Saturday was a Mom visit. The visit was a difficult one.
When I arrived she was lying in bed. I stood in the doorway making small talk (me asking Mom questions and she repeating the question a few times over) when a nurse walked by. “I just put her down for a nap. She looked so tired all morning.” With that I decided we would break from our usual milkshake run for a morning in.
I struggle with these sometimes. I fell lost for things to say or do. In the breaks between questions I stare at her. I try to think about what she may be thinking about. What is happening inside her head? What does she think about when she turns her sometimes piercing stare at me? I want to tell her that I am sorry this is happening to her. I truly am. There are so many other things I would love to talk to her about. These are mornings in. They are hard for me. So is every car ride home after.
We looked at pictures. I showed her photos of her grandchild. This is so heart wrenching for me. I almost want to keep the photos to myself. Hold them for just me, like a secret I keep from her. It is not that I don’t want to show her. This is her grandchild. She has no other. I don’t want to deprive her of that. But I almost hold them back because I want more of a response. It is one of the things I want most from her. It is the one thing she is unable to give me.

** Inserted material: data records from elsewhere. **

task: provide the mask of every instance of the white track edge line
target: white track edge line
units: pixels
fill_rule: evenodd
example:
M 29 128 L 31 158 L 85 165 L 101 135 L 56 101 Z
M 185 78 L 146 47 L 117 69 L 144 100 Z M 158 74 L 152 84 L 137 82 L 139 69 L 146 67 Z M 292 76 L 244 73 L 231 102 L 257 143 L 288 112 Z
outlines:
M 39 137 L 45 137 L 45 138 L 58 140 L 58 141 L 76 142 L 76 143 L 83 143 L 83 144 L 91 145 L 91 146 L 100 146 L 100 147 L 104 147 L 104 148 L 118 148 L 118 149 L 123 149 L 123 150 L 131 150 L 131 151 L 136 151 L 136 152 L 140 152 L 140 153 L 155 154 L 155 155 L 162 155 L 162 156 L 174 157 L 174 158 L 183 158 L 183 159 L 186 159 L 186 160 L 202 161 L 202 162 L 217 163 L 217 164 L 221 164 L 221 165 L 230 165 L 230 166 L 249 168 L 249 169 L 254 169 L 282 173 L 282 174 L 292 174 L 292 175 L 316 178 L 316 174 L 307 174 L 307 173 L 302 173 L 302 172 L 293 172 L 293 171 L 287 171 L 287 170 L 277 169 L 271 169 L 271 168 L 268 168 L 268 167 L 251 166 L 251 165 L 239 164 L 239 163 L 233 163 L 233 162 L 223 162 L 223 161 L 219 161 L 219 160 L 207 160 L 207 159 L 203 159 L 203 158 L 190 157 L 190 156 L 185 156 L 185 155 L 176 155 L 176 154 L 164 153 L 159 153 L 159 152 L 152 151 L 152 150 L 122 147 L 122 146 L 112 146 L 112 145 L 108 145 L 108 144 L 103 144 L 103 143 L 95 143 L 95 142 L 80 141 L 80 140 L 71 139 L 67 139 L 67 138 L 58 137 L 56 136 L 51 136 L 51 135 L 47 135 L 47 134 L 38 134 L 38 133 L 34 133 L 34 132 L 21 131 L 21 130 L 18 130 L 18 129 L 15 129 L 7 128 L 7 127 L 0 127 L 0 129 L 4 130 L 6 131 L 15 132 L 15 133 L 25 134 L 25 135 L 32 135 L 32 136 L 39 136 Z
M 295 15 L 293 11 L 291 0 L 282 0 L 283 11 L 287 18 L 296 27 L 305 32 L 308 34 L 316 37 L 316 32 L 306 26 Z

After a few pictures I read a story instead. I know she is not listening. I am like the radio channel they play over the community ads on whatever channel she has playing on her television at that moment.
While reading I start thinking of all the things I want to be different. This is a road that always rips your heart to pieces, but you can’t stop yourself from going down. It’s compulsive. It is the same game you play when you’re driving down the highway, or lying in bed at night around the holidays. I can’t stop it, so I recognize it, and I make an honest list of all the things I wish my Mom would say to me, or talk to me about.
1) I wish my Mom would ask about her grandchild, Eliza Helen.
2) I want her to know that Eliza Helen is named after her, Helen Katherine.
3) I wish my Mom would sing to my child all the songs she would sing to Matt and me when we were babies.
4) I want to listen to her calm voice as she explains to me how to sooth a crying baby, or get her to sleep through the night.
5) I wish she would tell me how beautiful her grandbaby is.
6) I want to talk with her about what a great woman my wife is, what an amazing mother she is, and will be, and how lucky I am to be married to her and that as a parent she is happy I found a great partner.
7) I wish she would help me to ask the questions I don’t know that I didn’t know, but should.
8) I wish she could talk to me in the way parents do when you become an adult, and they become your friends.
9) I wish, just one more time, she could say, and understand what she is saying, not just parrot back the words, that she is proud of me.
I think of these things while I read. She has fallen asleep. I close out the book on my iPad. My background is a picture of a smiling Eliza. I close my eyes and visualize my mother holding her grandchild. The Kathy of long ago would have been the best grandmother.
The nurse comes in. It is time for Mom to eat lunch. I take that as my cue to head back to the highway, and back to DC.
On the way home I sing all the songs she sang to me as a child. I call my wife, who answers the phone while holding the baby, and I tell her I love her. I think about the book I going to read to Eliza when I get home as she is swaddled on my lap.
I drive on, staring out the window. These are hard mornings. I am sad, but I feel proud of myself. After all the terrible things we are all in the best places we can be. I want to smile about it, but I just can’t. I want my Mom to smile again, but she can’t. I think about how there are so many smiles are lost due to dementia.